Le harcèlement moral, c’est quoi ?

Le code pénal et celui du travail s’accordent pour viser des«comportements» ou «agissements répétés qui ont pour objet ou effet de porter atteinte aux droits et à la dignité du salarié, d’altérer sa santé physique ou mentale ou de compromettre son avenir professionnel». La jurisprudence de la Cour de cassation a eu l’occasion d’affiner le concept en novembre 2009, en lui ajoutant une forme de harcèlement managérial, incluant dans les «agissements» les «méthodes de gestion mises en œuvre par un supérieur hiérarchique». Et surtout en rendant ce délit non intentionnel : peu importe qu’un manager n’ait pas eu l’intention de harceler ses troupes, il suffit qu’il les harcèle pour constater l’infraction. Car l’employeur a le devoir et l’obligation de protéger ses employés. Mais il ne s’agit, à ce stade, que d’une jurisprudence de la chambre sociale de la Cour de cassation, pas de sa section pénale.

Quid de l’homicide involontaire ?

Les syndicats de France Télécom militent de longue date en faveur de l’extension des poursuites pour homicide involontaire - passible de trois ans de prison et de 45 000 euros d’amende, contre deux ans de prison et 30 000 euros pour le harcèlement moral, et un an pour mise en danger de la vie d’autrui. «C’est comme si un chauffard qui roule à 200 km/h devant une école était poursuivi pour simple excès de vitesse», a l’habitude de résumer Frédéric Benoist, avocat de la Confédération générale des cadres (CGC). Son confrère de SUD, Jean-Paul Teissonnière, tout en regrettant que le parquet se contente d’une incrimination en deçà, hésite à continuer de porter le fer sur ce point :«Je ne suis pas a priori partisan de recours sans fin, durant des années, pour un résultat aléatoire. Le simple harcèlement moral permettra de juger l’intégralité des faits. Et l’objectif n’est pas d’envoyer des gens en prison, mais de reconnaître une souffrance au travail.» Pour le parquet, le harcèlement moral «est la qualification qui s’impose à nous», résume sobrement une source judiciaire. Et cela ne change rien au quantum des dommages et intérêts qui pourraient être accordés aux victimes ou leurs familles.

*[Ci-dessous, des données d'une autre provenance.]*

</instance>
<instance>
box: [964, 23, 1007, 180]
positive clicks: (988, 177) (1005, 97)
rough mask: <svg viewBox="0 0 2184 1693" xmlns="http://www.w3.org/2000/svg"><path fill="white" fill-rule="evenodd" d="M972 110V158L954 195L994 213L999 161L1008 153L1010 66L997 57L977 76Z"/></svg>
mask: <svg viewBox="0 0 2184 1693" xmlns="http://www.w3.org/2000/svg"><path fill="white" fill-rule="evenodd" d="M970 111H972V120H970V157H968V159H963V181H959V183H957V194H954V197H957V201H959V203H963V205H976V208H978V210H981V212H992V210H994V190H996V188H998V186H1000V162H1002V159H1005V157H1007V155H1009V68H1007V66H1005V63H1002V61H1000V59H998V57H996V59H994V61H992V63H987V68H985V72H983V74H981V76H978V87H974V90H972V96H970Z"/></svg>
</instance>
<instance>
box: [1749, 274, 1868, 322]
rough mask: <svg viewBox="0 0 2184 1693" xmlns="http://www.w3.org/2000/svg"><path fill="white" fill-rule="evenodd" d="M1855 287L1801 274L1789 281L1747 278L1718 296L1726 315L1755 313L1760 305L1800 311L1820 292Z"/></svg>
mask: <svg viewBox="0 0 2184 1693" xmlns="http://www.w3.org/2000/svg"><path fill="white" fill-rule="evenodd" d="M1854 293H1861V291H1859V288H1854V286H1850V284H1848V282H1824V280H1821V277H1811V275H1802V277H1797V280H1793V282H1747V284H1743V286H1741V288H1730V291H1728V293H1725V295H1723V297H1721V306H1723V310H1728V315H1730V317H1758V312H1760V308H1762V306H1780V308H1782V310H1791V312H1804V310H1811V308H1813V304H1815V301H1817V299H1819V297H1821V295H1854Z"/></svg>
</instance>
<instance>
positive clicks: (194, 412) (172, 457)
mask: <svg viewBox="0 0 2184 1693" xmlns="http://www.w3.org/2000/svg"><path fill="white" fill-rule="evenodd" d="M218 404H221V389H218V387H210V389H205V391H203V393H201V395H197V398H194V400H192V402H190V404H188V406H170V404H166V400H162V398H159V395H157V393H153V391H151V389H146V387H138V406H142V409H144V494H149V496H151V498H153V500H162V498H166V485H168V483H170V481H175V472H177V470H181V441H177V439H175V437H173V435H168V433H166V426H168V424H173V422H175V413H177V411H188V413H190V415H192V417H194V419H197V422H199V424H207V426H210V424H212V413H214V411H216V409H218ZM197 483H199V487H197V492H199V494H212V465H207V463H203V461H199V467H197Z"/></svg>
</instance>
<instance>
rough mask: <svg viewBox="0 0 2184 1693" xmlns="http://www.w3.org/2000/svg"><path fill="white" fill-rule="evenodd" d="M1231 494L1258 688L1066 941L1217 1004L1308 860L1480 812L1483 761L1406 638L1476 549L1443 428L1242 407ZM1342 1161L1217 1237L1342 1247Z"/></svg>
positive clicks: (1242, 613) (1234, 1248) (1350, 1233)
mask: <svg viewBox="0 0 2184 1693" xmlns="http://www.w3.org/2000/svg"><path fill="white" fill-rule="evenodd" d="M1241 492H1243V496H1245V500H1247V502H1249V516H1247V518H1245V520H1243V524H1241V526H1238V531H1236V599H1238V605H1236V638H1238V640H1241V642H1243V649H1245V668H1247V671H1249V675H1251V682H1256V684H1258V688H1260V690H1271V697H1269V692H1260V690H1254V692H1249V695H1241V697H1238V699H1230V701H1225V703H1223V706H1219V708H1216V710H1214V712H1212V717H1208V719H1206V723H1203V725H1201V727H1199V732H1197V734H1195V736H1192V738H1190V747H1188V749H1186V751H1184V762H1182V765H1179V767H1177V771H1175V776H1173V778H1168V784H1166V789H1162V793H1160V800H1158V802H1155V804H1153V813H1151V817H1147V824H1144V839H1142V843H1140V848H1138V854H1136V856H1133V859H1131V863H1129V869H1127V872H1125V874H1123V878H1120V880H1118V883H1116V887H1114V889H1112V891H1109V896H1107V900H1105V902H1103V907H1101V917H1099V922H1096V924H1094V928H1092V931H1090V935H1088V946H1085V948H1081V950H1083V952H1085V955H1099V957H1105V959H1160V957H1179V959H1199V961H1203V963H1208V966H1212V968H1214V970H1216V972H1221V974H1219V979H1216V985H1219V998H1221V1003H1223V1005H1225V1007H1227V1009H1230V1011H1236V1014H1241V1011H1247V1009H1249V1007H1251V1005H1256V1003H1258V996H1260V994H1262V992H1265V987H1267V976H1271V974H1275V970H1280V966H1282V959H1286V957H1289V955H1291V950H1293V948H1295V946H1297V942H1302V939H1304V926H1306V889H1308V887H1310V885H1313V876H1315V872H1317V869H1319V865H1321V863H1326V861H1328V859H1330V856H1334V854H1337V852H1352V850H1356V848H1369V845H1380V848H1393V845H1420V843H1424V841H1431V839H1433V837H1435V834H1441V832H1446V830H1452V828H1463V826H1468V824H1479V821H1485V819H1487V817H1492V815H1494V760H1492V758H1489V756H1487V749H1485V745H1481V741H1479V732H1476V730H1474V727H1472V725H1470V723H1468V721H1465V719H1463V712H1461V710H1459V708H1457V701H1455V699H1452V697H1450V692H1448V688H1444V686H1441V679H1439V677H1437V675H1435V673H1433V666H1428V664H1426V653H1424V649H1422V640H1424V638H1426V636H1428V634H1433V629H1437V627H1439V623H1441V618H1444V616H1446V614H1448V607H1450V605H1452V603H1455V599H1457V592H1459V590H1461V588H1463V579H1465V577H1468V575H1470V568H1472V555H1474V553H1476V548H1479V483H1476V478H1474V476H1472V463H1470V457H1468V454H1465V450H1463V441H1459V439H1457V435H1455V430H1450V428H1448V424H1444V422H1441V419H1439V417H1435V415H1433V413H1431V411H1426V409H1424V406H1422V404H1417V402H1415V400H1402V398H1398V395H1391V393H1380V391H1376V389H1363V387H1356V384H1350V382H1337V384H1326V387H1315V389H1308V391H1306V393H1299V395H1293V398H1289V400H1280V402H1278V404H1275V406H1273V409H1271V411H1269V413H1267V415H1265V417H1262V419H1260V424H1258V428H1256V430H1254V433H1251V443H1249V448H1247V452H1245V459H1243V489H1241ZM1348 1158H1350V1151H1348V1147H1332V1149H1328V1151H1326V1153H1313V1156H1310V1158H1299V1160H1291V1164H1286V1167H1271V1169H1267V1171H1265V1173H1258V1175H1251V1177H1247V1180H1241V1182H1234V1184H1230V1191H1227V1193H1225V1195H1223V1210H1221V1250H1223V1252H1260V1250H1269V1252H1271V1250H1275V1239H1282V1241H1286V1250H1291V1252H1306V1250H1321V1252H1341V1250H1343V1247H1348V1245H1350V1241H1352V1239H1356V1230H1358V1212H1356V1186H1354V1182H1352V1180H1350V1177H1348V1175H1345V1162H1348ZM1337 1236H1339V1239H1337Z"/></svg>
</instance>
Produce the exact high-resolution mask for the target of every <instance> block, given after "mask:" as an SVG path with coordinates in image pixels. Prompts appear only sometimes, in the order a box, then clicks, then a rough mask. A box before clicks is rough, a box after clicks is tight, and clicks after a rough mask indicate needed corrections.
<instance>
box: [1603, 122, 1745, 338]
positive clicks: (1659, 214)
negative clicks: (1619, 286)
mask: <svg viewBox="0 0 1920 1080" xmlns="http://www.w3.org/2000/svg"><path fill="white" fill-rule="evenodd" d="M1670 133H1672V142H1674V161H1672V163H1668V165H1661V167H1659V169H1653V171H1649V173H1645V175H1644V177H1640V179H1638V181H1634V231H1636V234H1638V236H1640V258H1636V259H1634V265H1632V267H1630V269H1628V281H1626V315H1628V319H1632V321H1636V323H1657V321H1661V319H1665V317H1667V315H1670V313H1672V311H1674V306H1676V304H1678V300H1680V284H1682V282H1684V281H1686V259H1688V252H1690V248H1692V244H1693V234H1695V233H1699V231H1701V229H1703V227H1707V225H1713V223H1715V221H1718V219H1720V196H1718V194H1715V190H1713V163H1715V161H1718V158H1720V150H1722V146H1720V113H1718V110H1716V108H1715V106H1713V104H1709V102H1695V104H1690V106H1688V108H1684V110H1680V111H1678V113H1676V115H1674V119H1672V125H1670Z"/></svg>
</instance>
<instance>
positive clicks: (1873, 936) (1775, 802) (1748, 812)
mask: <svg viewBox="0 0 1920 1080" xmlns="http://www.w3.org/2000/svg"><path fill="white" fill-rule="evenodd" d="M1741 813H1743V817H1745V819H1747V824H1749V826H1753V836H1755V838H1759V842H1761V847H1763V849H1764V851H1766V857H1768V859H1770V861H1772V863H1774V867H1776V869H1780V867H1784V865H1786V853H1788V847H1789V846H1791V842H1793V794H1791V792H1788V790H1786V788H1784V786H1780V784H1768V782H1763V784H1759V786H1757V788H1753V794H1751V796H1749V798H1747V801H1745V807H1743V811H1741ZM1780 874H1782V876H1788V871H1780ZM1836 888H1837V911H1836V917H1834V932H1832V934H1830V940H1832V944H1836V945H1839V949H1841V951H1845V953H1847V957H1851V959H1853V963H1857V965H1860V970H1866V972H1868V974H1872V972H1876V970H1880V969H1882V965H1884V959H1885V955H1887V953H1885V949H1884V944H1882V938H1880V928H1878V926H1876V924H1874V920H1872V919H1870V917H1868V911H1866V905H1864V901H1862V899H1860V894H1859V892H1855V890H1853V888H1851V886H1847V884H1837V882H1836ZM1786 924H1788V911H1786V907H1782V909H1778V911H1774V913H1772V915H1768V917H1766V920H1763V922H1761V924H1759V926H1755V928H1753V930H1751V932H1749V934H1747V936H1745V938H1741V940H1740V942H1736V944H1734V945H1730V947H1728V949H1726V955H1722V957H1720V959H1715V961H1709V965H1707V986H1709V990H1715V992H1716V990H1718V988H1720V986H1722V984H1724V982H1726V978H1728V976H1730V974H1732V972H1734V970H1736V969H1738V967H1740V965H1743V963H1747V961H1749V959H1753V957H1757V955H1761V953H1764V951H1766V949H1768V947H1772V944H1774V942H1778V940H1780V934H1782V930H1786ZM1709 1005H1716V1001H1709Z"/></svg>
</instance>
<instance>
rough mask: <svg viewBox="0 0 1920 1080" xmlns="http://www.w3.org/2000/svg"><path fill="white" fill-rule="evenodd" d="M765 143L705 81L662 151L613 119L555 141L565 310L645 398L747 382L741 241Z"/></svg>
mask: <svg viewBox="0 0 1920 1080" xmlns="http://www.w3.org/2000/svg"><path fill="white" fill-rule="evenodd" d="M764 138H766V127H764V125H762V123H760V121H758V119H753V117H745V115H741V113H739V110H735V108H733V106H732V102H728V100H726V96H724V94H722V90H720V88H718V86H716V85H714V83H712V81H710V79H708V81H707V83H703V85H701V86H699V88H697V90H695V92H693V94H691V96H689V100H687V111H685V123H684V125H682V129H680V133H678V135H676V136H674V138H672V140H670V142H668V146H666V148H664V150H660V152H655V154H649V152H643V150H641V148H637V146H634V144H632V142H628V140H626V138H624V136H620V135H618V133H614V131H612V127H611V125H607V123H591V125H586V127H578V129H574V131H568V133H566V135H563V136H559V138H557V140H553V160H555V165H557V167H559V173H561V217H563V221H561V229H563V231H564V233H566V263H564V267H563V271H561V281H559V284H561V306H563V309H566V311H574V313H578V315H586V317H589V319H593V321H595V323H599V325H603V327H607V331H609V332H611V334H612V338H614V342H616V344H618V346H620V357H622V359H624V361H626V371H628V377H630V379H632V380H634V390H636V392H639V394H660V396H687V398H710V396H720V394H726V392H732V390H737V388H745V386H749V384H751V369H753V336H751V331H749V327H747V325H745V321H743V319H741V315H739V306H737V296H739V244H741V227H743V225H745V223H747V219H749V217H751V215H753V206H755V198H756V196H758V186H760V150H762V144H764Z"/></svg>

Le magistrat instructeur suivra-t-il le parquet ?

Il est seul juge pour renvoyer en correctionnelle ou prononcer un non-lieu, l’avis du procureur n’étant que facultatif. Un signe, toutefois : son enquête étant bouclée depuis des mois, il aurait pu statuer plus vite en se passant des réquisitions du parquet. S’il ne l’a pas fait, au risque d’exaspérer les parties civiles par tant de lenteur, c’est le signe qu’il entend le prendre en très grande considération.